Chris Leadbeater, il Fatto Quotidiano 10/7/2011, 10 luglio 2011
FIESTA A PAMPLONA, POVERI TORI, POVERO HEMINGWAY
Anche nell’affollamento inverosimile della settimana di San Firmino iniziata il 7 luglio, trovarlo non e’ difficile. Anzitutto nel luogo più scontato: dinanzi alla Plaza de Toros dove c’è una sua scultura che lo ritrae con una espressione che sembra dire: “questo posto è mio”. E per molti versi e’ vero.
Stiamo parlando di Ernest Hemingway, leggendario bevitore, viaggiatore, scrittore, icona letteraria del 20° secolo di cui ricorre il cinquantenario dalla morte.
Molte zone del mondo rivendicano un rapporto particolare con Hemingway: Cuba, la Florida, Parigi, la Costa Azzurra, il Kenya. Ma Pamplona è stata la sua prima ossessione e un grande amore corrisposto. Ai tempi di Hemingway, il capoluogo della Navarra, era una cittadina praticamente sconosciuta che attendeva di essere svelata al mondo. Ed è quanto fece Hemingway soggiornando a Pamplona ben nove volte e presenziando spesso alla celebre festa di San Firmino: festa di tori e di sangue, di bevute e di canti. Gran parte della leggenda si deve al romanzo “Fiesta”, il capolavoro scritto da Hemingway proprio a Pamplona nell’estate del 1925. Insomma fu lui a trasformare una festa paesana in un evento globale. “Fiesta”, pubblicato nel 1926, è stato il suo primo romanzo e forse il suo capolavoro. E’ l’affresco di un gruppo di bohemien ispirato a personaggi realmente esistiti. Lady Brett Ashley, la cui irrequietezza sessuale disgrega il gruppo di amici, altro non è che Lady Duff Twysden, una signora divorziata molto in vista nella società britannica. Il suo ex amante Robert Cohn è Harold Loeb, già sparring partner di Hemingway sul ring. E la voce narrante e’ quella dello stesso Hemingway.
LA STORIA d’amore con Pamplona iniziata nel 1925 si concluse nel 1959. L’ultima permanenza dello scrittore nella città della Navarra fu tutt’altro che felice. Già provato nel corpo e nella mente, trovò una Pamplona diversa da quella che aveva conosciuto e amato. Invece della spensieratezza dei “ruggenti anni ‘20” c’era il regime fascista di Franco che, tra l’altro, aveva vietato la pubblicazione dei suoi libri. La festa era diventata talmente commerciale e sovraffollata che Hemingway temette di aver creato un mostro. Nel nel suo reportage “Un’estate pericolosa”, scrisse: “Pamplona era, come sempre, aspra, sovraffollata.... Era quella di sempre con quarantamila turisti in più. Quando la vidi la prima volta, quattro decenni orsono, i turisti erano appena una ventina”. Due anni dopo, per l’esattezza il 2 luglio 1961, durante la settimana de Los Sanfermines, si sparò in bocca nella sua casa di Ketchum, Idaho.

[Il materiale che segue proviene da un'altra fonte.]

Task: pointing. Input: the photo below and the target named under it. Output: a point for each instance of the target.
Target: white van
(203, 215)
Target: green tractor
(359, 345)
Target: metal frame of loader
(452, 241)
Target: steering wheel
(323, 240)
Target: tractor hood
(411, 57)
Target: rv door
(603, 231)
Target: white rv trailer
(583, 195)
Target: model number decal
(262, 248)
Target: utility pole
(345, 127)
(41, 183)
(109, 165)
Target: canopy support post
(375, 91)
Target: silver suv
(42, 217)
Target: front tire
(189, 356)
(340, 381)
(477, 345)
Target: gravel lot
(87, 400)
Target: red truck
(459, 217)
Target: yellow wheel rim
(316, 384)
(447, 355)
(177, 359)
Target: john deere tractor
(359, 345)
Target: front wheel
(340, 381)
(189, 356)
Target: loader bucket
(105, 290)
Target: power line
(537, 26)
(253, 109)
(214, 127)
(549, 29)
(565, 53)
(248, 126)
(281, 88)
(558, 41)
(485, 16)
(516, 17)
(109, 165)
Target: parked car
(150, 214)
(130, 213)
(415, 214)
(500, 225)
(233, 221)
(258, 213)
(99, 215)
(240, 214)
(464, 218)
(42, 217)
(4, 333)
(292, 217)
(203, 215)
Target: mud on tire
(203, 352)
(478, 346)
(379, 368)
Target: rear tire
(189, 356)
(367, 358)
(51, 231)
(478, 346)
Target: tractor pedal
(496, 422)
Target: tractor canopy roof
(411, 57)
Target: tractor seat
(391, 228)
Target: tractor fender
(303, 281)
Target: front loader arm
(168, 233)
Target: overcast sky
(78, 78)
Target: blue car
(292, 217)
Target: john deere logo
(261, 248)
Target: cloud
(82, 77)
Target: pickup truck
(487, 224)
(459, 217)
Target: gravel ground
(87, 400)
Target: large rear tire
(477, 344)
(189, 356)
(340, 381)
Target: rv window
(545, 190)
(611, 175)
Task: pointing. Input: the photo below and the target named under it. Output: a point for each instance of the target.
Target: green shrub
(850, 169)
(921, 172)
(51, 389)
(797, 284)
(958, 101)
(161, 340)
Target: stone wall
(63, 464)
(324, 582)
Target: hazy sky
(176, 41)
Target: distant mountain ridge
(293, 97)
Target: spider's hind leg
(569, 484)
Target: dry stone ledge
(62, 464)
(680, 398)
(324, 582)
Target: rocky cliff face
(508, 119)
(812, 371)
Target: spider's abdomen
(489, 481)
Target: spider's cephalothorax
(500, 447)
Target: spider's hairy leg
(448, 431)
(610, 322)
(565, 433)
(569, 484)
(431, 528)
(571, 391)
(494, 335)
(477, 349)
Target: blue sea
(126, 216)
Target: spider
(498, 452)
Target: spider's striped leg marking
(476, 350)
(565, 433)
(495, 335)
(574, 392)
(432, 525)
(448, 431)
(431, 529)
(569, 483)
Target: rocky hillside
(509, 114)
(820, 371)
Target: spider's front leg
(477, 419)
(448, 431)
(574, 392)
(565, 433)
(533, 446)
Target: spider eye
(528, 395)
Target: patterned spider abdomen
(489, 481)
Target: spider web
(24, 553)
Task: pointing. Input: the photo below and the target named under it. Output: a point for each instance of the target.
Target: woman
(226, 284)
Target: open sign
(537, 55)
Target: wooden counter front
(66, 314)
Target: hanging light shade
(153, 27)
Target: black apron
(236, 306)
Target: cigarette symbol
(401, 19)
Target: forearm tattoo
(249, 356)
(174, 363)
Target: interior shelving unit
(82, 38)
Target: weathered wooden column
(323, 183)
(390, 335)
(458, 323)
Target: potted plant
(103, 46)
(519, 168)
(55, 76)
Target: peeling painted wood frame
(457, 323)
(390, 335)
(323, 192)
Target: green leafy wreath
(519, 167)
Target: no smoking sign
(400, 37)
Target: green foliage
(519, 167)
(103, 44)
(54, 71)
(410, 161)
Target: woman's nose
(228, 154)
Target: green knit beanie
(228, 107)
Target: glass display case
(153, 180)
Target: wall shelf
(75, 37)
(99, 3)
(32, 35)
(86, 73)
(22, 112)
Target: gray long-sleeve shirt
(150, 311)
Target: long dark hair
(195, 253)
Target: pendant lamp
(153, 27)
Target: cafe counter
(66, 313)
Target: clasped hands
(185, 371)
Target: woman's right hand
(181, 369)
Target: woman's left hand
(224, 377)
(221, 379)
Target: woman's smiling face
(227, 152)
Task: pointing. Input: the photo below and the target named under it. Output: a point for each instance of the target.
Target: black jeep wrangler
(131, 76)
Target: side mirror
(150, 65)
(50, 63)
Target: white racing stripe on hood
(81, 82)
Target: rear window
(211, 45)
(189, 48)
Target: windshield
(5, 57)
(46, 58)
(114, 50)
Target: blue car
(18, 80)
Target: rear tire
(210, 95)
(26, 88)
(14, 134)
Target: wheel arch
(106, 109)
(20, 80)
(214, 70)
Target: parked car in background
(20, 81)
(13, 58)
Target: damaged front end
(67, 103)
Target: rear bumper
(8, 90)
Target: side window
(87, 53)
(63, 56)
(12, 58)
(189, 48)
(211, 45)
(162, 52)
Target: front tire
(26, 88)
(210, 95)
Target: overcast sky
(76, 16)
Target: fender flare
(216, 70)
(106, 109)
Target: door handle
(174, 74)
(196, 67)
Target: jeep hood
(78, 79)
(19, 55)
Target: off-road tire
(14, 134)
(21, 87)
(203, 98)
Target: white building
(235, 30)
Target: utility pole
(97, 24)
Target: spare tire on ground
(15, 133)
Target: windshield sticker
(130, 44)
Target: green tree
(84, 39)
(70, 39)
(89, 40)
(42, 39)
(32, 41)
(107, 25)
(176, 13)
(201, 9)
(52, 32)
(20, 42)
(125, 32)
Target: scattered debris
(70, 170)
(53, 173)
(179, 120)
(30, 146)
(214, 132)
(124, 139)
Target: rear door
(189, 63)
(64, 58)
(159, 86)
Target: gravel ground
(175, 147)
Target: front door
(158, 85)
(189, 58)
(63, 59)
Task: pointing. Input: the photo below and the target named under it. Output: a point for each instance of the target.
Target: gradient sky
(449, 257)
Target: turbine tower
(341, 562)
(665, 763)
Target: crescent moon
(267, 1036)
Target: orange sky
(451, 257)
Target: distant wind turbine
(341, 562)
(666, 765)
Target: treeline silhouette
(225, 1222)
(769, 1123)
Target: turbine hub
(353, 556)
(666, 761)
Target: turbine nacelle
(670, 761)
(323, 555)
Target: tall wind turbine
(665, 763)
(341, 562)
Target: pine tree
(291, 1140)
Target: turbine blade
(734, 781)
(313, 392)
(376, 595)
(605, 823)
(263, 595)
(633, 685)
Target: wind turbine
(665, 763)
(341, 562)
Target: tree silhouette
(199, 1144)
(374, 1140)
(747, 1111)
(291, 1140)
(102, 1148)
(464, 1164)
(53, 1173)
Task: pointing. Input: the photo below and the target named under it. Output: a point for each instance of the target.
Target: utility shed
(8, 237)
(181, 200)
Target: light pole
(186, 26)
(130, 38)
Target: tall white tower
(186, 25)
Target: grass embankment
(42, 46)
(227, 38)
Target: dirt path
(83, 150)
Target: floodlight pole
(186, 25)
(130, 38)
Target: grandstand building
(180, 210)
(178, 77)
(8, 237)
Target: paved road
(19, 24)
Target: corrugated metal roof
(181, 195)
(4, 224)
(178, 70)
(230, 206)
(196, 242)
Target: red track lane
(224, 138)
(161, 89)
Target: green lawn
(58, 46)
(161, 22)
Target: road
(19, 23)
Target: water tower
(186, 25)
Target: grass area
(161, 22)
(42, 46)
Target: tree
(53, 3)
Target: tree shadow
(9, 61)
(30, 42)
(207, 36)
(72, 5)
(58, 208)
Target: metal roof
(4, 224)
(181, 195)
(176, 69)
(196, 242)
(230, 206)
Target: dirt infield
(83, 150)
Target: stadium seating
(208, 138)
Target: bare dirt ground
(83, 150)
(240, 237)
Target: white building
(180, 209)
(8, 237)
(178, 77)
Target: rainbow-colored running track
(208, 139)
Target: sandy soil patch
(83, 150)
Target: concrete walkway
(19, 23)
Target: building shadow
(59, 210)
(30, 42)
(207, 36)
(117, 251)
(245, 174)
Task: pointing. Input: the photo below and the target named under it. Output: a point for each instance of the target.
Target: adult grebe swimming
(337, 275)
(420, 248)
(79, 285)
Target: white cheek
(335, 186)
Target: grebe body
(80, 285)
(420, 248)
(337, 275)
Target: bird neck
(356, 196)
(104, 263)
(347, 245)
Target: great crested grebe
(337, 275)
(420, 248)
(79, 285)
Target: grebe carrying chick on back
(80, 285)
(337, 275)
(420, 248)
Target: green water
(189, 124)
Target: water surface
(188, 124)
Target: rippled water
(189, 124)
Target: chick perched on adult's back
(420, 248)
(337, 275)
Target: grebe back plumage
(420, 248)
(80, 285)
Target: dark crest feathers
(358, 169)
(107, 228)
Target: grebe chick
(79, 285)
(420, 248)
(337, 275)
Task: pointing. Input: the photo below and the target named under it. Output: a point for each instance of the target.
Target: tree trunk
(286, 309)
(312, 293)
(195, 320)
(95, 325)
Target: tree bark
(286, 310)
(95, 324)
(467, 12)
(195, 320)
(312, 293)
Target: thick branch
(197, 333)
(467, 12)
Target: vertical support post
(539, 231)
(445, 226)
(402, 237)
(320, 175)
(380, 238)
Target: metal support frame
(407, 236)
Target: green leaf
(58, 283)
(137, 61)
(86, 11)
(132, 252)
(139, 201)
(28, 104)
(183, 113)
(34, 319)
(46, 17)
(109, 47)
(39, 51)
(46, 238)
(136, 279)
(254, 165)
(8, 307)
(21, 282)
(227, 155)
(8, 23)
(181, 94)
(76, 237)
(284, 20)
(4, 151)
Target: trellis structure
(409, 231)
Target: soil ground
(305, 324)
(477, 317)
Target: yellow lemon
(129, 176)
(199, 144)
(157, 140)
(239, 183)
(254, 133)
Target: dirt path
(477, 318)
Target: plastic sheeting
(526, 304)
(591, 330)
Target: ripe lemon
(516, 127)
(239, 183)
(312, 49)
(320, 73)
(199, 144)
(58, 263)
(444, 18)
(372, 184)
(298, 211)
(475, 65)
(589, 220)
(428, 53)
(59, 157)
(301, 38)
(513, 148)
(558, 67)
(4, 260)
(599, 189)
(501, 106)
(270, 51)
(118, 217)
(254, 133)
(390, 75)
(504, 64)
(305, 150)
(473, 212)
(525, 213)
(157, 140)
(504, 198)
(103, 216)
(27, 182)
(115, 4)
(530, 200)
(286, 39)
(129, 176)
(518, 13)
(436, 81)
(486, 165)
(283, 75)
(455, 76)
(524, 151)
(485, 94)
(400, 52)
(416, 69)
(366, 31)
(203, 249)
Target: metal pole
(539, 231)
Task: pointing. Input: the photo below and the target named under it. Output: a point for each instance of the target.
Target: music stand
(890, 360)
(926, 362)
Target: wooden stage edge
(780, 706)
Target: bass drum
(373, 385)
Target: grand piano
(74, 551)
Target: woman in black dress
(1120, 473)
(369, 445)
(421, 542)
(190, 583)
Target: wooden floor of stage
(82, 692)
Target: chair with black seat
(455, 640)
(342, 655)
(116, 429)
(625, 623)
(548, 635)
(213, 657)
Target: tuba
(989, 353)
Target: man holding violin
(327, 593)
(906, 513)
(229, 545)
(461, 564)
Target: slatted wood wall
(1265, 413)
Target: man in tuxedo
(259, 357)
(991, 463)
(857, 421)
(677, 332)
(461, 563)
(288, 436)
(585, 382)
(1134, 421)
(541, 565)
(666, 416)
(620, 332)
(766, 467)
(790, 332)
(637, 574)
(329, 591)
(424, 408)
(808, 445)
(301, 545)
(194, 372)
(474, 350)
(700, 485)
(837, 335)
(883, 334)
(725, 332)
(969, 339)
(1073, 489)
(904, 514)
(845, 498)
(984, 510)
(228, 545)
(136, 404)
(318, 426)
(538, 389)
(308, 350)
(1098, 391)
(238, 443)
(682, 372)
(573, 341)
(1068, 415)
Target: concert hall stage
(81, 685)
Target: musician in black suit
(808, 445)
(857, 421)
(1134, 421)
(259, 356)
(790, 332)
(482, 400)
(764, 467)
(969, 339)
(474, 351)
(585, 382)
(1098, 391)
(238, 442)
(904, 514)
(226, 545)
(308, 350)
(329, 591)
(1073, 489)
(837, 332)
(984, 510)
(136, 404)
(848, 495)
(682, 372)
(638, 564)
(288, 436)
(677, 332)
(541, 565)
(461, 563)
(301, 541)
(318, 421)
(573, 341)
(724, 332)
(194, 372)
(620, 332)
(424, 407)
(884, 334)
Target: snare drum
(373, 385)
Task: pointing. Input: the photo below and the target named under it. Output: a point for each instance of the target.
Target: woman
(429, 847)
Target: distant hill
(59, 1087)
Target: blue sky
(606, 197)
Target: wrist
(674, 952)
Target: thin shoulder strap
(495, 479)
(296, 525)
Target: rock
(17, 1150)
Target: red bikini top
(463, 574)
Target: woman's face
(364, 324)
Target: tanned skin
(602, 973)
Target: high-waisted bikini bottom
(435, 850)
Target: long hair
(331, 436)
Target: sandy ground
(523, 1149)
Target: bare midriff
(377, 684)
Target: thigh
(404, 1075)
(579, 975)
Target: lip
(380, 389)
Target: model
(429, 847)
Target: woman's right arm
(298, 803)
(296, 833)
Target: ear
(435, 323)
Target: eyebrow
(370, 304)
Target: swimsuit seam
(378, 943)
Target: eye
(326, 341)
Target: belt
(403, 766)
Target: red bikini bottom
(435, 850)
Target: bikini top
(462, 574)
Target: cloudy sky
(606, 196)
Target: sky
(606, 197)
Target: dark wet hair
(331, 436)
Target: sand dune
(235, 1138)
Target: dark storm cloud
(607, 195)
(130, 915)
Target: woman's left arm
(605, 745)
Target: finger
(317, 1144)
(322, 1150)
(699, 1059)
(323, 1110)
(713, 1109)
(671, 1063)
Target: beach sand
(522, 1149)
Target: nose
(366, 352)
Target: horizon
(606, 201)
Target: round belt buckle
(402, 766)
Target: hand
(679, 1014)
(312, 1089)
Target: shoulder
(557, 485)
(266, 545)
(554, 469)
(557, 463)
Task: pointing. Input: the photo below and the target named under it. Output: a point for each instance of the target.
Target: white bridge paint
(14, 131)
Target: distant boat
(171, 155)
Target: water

Oggi i turisti sono diventati centinaia di migliaia, per cui bisogna scegliere. Se si vuole andare sulle tracce di Hemingway bisogna evitare proprio i giorni della fiesta. Solo di primo mattino Plaza Castillo non delude: un grande spazio rettangolare circondato da portici dove i personaggi di “Fiesta” stazionano di continuo, impegnati a bere e a litigare tra loro.
APPENA metto piede nella piazza ho l’impressione di essere precipitato in uno dei capitoli del libro. “Faceva caldo in piazza”, dice Jake Barnes. “Le bandiere sventolavano sui pennoni ed bello sottrarsi al sole cercando riparo all’ombra del porticato che corre tutt’intorno alla piazza”. Anche io faccio la stessa cosa. “Abbiamo preso il caffè da Iruna” - continua Barnes - “comodamente seduti sulle poltroncine di vimini”. Il caffè Iruna è rimasto come 86 anni fa, una sorta di fantasma del 19° secolo con le pareti coperte di specchi, colonne arabescate e il pavimento a mattonelle bianche e nere consumate dal tempo.
Sorseggio un caffellatte circondato da anziane matrone sedute a coppie ai tavolini rotondi. Anche qui c’e’ Hemingway. Si materializza in una stanzetta laterale sotto forma di una statua scura. E’ già il corpulento Hemingway degli anni ’50 da non confondere con la gazzella agile e muscolosa degli anni ’20.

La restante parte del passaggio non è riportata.